A preliminary toxicity assay was also conducted using Granola 97 concentrations of 100, 300, 600 and 800 mg/kg. Groups of five males and five females were treated i.p. at each dose level. One of five females at 600 mg/kg and three of five males and two of five females at 800 mg/kg died within one day of dosing. Clinical signs seen after dosing were lethargy, convulsions and prostration in both males and females at 300, 600 and 800 mg/kg. Ataxia was seen in males and females and piloerection in males at 600 mg/kg. Irregular breathing was seen in males and females at 800 mg/kg.

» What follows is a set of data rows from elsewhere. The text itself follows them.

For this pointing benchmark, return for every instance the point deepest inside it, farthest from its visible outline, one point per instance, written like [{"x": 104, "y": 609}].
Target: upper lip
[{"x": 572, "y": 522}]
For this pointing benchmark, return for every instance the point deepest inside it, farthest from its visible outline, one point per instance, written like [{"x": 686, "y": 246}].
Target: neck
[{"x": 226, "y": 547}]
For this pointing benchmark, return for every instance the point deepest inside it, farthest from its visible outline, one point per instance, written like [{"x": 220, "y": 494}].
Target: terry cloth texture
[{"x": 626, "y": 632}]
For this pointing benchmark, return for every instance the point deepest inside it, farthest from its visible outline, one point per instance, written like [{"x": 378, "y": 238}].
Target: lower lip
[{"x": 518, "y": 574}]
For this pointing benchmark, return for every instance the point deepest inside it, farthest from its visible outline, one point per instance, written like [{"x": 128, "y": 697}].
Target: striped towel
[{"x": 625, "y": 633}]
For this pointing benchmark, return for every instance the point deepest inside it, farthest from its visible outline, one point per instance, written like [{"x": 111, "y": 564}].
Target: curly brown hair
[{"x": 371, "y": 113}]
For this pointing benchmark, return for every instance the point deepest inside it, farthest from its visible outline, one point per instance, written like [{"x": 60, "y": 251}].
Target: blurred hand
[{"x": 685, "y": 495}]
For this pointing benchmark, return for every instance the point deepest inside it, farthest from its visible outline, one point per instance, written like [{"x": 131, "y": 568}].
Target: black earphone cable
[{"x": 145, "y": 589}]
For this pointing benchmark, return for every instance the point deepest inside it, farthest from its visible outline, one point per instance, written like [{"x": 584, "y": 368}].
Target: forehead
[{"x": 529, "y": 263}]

An LD50/3 of 831.6 mg/kg for both male and female mice was calculated by probit analysis and 416 mg/kg (50% of the LD50/3) selected as the upper dose for the micronucleus assay. Details of the preliminary toxicity assay are given in Appendix Table 1 (MRID 44438707, p. 16).

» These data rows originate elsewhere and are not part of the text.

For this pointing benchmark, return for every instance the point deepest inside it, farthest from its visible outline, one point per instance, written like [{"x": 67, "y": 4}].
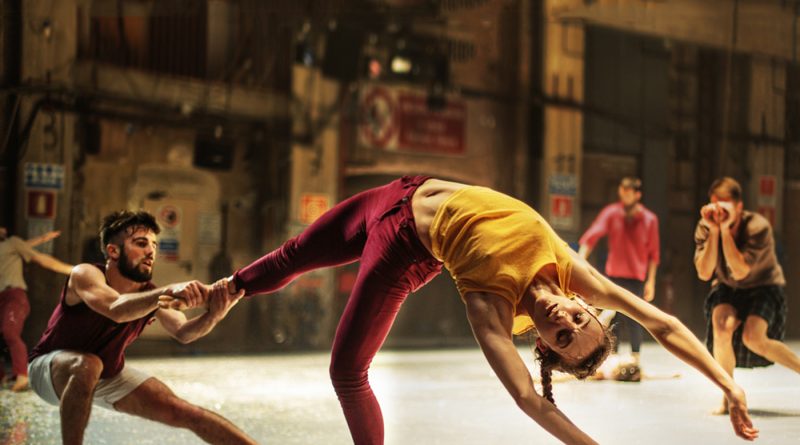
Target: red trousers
[
  {"x": 14, "y": 309},
  {"x": 377, "y": 228}
]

Five males and five females per dose group were treated i.p. once with 104, 208 or 416 mg/kg Granola 97 in a volume of 20 mL/kg body weight. Another group of five mice of each sex was treated dermally with neat Granola 97 for four consecutive days at a total volume of 3 mL/kg. No deaths occurred in any of the dose groups. All mice in the 208 and 416 mg/kg groups were lethargic following treatment. Convulsions and prostration were also seen in all mice in the 416 mg/kg group. Seven of 15 males and 7/15 females in the 416 mg/kg group displayed piloerection. All mice in the dermal application group showed both hyperactivity and lethargy after treatment.

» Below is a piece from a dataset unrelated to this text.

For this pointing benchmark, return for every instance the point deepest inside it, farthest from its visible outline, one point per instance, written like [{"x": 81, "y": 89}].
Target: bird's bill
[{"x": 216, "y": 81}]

There was no statistically significant increase (p#0.05) in the incidence of micronucleated PCEs over solvent control values in either sex at any Granola 97 concentration, route of exposure or sacrifice time. Slightly reduced PCE/total erythrocyte ratios were reported in males at 104 and 208 mg/kg i.p. at 24 hours(11% decrease compared to solvent control values at both concentrations). No reduction in the PCE/total erythrocyte ratio was seen in either sex at the 24 hour harvest time at 416 mg/kg but at 48 hours the ratios at this dose were reduced by 4% in males and 2% in females. The reductions are unlikely to be biologically significant. The 11% reduction at 104 mg/kg was due to a very low value in one mouse (0.20 compared to the solvent control value of 0.54, also only 980 PCEs were found on the slides from this mouse compared to at least 2000 from other mice). When this mouse is excluded from the calculation, the PCE/total erythrocyte ratio is the same as the solvent control value. Solvent and positive control values were appropriate (the testing laboratory's historical control data are given in an attachment to the Appendix (from MRID 44438707, p. 25)).
Results from the i.p. and dermal routes of exposure are summarized in Appendix Table 2 (MRID 44438707, p. 19) and Appendix Table 3, (MRID 44438707, p. 22), respectively.
Granola 97 was tested to toxic levels and appropriate experimental protocol was followed. Positive and solvent control values were acceptable. Although the authors report slight reductions in the PCE/total erythrocyte ratio, as discussed in section II.B., this is not likely to represent bone marrow toxicity. No evidence was found in this study for a micronuclei inducing potential of Granola 97.
No study deficiencies were identified.